Riporto qui di seguito un brano dal mio saggio Il digitale e la scuola italiana (capitolo 4, pag . 27) in cui raccolgo riflessioni fatte da autorevoli pedagoghi e educatori: si tratta infatti, a mio parere, di utili presupposti da cui partire quando si parla di didattica e tecnologie.
I nostri figli e gli attuali studenti, vivono e vivranno sempre più in simbiosi con le tecnologie che li inseriscono a loro volta all’interno di un flusso
costante di informazioni e in una rete complessa di connessioni. Se, riprendendo le parole di Escotet, compito della scuola è preparare l’inserimento degli studenti nella vita sociale, la scuola deve giocoforza attrezzarsi di conseguenza: ciò non significa abbracciare necessariamente — e acriticamente – le tecnologie, bensì aiutare i giovani ad utilizzarle in maniera sostenibile, efficace, fruttuosa.

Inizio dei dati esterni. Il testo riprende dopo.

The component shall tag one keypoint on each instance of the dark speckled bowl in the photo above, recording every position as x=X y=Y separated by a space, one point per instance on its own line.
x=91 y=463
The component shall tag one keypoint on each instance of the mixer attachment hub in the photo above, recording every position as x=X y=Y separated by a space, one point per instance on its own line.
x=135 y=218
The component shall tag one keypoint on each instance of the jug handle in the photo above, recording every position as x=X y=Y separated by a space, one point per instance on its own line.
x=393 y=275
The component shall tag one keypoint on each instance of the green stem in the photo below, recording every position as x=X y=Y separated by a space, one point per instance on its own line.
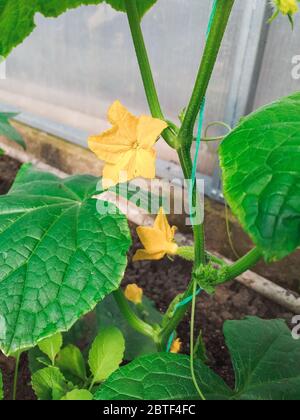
x=244 y=264
x=133 y=320
x=192 y=343
x=145 y=68
x=198 y=230
x=16 y=376
x=234 y=270
x=177 y=318
x=209 y=58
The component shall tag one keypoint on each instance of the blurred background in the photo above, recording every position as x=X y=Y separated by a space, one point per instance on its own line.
x=67 y=73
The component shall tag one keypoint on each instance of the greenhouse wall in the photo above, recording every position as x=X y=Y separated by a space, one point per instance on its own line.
x=63 y=78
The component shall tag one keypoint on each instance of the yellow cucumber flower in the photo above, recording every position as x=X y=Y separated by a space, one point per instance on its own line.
x=286 y=7
x=134 y=294
x=127 y=148
x=176 y=346
x=158 y=240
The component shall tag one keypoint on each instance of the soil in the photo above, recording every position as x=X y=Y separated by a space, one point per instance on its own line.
x=163 y=280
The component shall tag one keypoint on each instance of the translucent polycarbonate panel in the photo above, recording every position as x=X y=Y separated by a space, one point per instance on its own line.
x=71 y=68
x=280 y=71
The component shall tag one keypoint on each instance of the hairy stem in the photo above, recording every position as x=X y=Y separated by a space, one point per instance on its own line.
x=209 y=58
x=145 y=68
x=244 y=264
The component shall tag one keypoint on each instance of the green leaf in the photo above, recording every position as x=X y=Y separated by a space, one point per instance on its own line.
x=6 y=129
x=106 y=353
x=78 y=395
x=51 y=346
x=108 y=314
x=70 y=360
x=1 y=387
x=260 y=161
x=17 y=16
x=162 y=376
x=49 y=384
x=266 y=359
x=59 y=255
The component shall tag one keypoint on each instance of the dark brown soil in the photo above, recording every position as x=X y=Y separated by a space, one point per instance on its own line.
x=163 y=280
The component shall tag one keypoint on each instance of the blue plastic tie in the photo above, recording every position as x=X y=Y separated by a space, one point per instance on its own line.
x=200 y=125
x=194 y=174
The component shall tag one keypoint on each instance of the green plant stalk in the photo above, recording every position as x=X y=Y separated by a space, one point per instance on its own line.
x=236 y=269
x=198 y=230
x=211 y=51
x=188 y=254
x=192 y=343
x=145 y=68
x=133 y=320
x=185 y=139
x=244 y=264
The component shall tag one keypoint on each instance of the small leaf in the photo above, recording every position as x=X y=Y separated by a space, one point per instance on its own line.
x=162 y=376
x=106 y=353
x=49 y=384
x=1 y=387
x=260 y=160
x=51 y=346
x=108 y=315
x=266 y=359
x=78 y=395
x=70 y=360
x=6 y=129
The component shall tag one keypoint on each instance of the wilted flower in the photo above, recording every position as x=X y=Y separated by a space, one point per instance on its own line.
x=134 y=294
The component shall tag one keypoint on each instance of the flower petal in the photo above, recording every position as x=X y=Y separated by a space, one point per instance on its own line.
x=109 y=145
x=145 y=164
x=161 y=223
x=152 y=239
x=148 y=130
x=115 y=173
x=127 y=123
x=142 y=255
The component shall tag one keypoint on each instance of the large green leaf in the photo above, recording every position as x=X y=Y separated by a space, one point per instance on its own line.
x=70 y=361
x=51 y=346
x=6 y=129
x=50 y=384
x=58 y=255
x=266 y=359
x=162 y=376
x=78 y=395
x=17 y=16
x=106 y=353
x=260 y=160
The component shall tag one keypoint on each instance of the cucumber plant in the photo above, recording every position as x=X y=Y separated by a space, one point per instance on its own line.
x=63 y=252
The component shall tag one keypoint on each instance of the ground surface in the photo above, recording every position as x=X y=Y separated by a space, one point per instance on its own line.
x=162 y=281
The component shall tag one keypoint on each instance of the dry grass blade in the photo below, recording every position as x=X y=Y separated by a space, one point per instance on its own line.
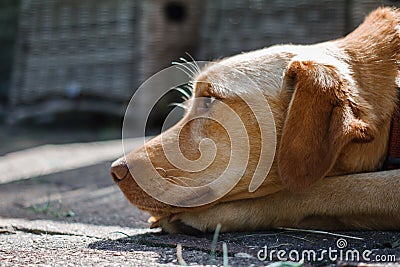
x=179 y=256
x=319 y=232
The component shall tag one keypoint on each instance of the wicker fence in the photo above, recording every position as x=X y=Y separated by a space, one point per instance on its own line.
x=92 y=54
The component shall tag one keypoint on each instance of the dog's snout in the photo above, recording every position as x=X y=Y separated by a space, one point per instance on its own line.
x=119 y=170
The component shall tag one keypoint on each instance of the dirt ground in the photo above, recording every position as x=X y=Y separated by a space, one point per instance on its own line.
x=76 y=216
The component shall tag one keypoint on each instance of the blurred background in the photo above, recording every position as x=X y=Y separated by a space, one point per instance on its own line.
x=69 y=68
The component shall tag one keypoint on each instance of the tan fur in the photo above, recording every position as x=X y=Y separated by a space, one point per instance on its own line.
x=332 y=105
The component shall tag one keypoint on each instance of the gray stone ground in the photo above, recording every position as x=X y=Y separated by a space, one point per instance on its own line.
x=62 y=209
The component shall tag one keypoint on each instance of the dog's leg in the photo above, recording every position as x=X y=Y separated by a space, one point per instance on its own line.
x=361 y=201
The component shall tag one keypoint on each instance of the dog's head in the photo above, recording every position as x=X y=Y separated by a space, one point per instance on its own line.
x=297 y=113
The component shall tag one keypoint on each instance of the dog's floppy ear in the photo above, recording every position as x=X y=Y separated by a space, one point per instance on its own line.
x=322 y=119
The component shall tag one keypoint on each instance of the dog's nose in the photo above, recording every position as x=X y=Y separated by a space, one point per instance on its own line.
x=119 y=169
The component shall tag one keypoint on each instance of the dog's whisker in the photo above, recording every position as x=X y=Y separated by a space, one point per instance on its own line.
x=192 y=66
x=194 y=61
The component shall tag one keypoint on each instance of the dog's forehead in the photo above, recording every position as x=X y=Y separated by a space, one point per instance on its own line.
x=260 y=70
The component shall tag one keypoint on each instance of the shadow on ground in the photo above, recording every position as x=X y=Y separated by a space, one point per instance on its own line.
x=259 y=248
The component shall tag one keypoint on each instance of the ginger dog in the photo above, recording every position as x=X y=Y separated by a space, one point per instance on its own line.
x=332 y=104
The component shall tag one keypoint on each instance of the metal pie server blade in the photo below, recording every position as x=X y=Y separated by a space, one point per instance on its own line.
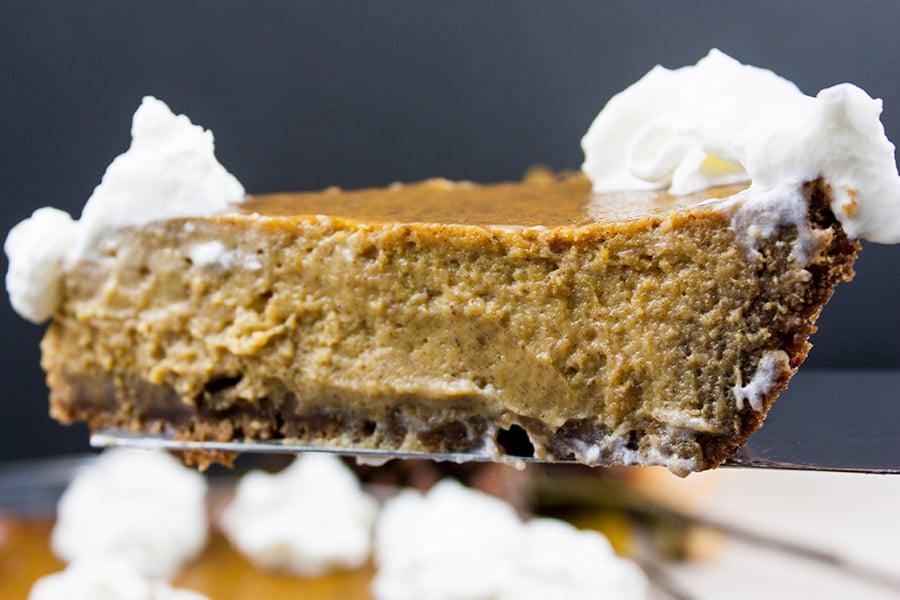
x=825 y=421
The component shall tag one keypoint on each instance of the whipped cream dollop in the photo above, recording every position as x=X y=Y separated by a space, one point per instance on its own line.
x=170 y=171
x=458 y=543
x=107 y=579
x=720 y=122
x=310 y=519
x=142 y=507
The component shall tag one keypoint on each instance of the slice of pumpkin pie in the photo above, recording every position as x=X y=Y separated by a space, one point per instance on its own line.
x=647 y=310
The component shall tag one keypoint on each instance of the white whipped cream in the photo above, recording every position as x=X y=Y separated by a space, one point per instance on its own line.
x=721 y=122
x=458 y=543
x=143 y=507
x=311 y=519
x=107 y=579
x=170 y=171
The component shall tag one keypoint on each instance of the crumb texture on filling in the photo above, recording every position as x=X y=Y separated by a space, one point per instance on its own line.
x=609 y=343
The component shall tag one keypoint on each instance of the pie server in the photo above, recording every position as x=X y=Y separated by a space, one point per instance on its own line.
x=841 y=420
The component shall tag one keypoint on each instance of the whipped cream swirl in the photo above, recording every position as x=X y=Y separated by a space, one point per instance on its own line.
x=721 y=122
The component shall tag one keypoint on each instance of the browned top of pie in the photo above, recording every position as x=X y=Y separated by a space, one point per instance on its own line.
x=540 y=202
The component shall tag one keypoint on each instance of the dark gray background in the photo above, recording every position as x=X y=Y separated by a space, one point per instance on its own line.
x=303 y=96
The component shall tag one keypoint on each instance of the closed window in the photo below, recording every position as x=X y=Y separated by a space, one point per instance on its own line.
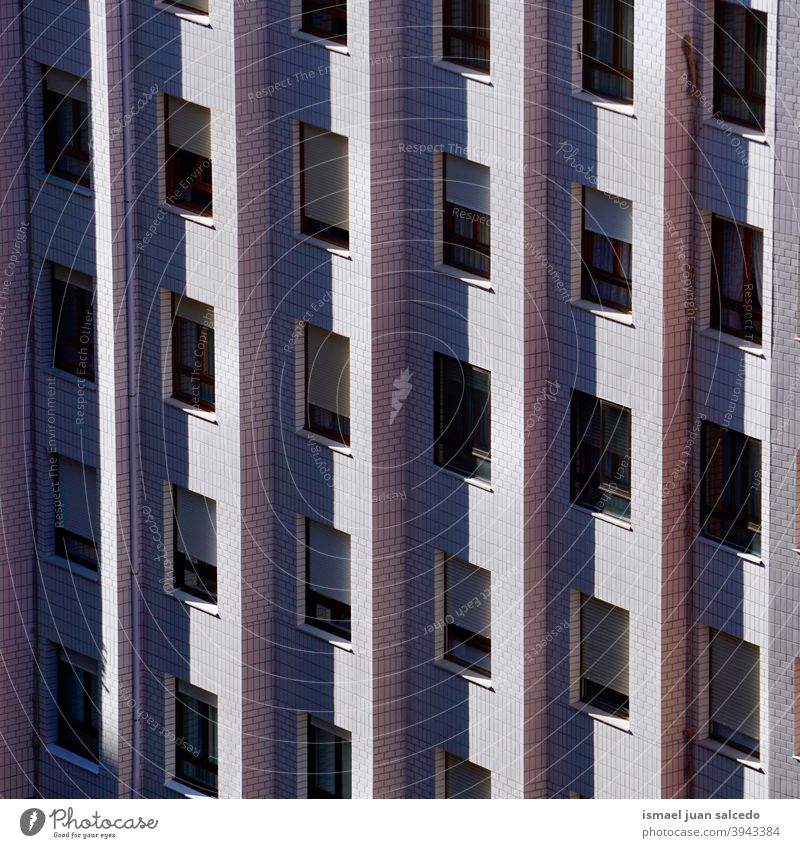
x=468 y=616
x=188 y=155
x=326 y=18
x=78 y=696
x=329 y=762
x=607 y=48
x=72 y=324
x=607 y=239
x=734 y=692
x=462 y=425
x=604 y=656
x=327 y=382
x=740 y=64
x=195 y=535
x=193 y=376
x=467 y=216
x=601 y=466
x=731 y=488
x=736 y=279
x=76 y=504
x=196 y=751
x=324 y=185
x=327 y=578
x=465 y=31
x=66 y=127
x=463 y=779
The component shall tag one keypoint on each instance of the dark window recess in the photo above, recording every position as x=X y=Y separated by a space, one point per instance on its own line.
x=465 y=33
x=601 y=444
x=731 y=488
x=462 y=407
x=736 y=280
x=740 y=62
x=607 y=49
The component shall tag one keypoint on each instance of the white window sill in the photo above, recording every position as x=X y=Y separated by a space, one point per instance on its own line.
x=74 y=188
x=464 y=276
x=734 y=341
x=203 y=220
x=623 y=724
x=603 y=103
x=183 y=14
x=331 y=638
x=731 y=753
x=74 y=759
x=595 y=308
x=463 y=71
x=211 y=417
x=457 y=670
x=186 y=791
x=310 y=38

Oggi più che mai gli studenti hanno più possibilità e più stimoli per apprendere al di fuori dell’aula; soprattutto, è la prima volta che viene data a chiunque l’opportunità di partecipare attivamente alla creazione del sapere. Questo è un vantaggio ma allo stesso tempo un rischio ed è proprio in questa intersezione che dovrebbe operare l’intervento formativo: rendere la tecnologia una risorsa e non una calamità, cercando di valorizzarne i vantaggi e arginarne i rischi.
Se, invece, come vorrebbero alcuni, lasciamo che la scuola rimanga un’oasi fuori dalla frenesia digitale che conduce facilmente al sovraccarico informativo, e se continuiamo a vedere tablet e affini come ordigni da non toccare o al massimo come giocattoli, lasceremo allora i ragazzi alla mercé dei loro dispositivi, con tutta la loro potenzialità distraente. E giustificare questa scelta con il fatto che “i ragazzi sanno usare i dispositivi meglio di noi”, significa confondere un qualcosa di innato con qualcosa che invece deve essere acquisito: uno degli scopi della scuola dovrebbe diventare il saper condurre i ragazzi da una confidenza tecnologica a una consapevolezza tecnologica, che presuppone la capacità di selezionare e filtrare le fonti informative ormai incessanti per darne, oltre che un’interpretazione, una narrazione personale; per capire e analizzare le nuove dinamiche dei tempi e dominarle, invece che esserne travolti.
Si tratta, in definitiva, di colmare non un digital divide, bensì un digital use
divide, laddove la tecnologia è vista da molti ancora come intrattenimento
piuttosto che uno strumento di apprendimento. La domanda da fare è quindi quella che ha posto molto opportunamente un’insegnante ai genitori dei suoi studenti: “volete che i vostri figli si avvicinino in modo corretto e consapevole alle tecnologie?” Si tratta di un’operazione tanto più necessaria quanto più i dispositivi digitali rappresentano uno dei maggiori strumenti di (in)formazione anche al di fuori dell’aula scolastica.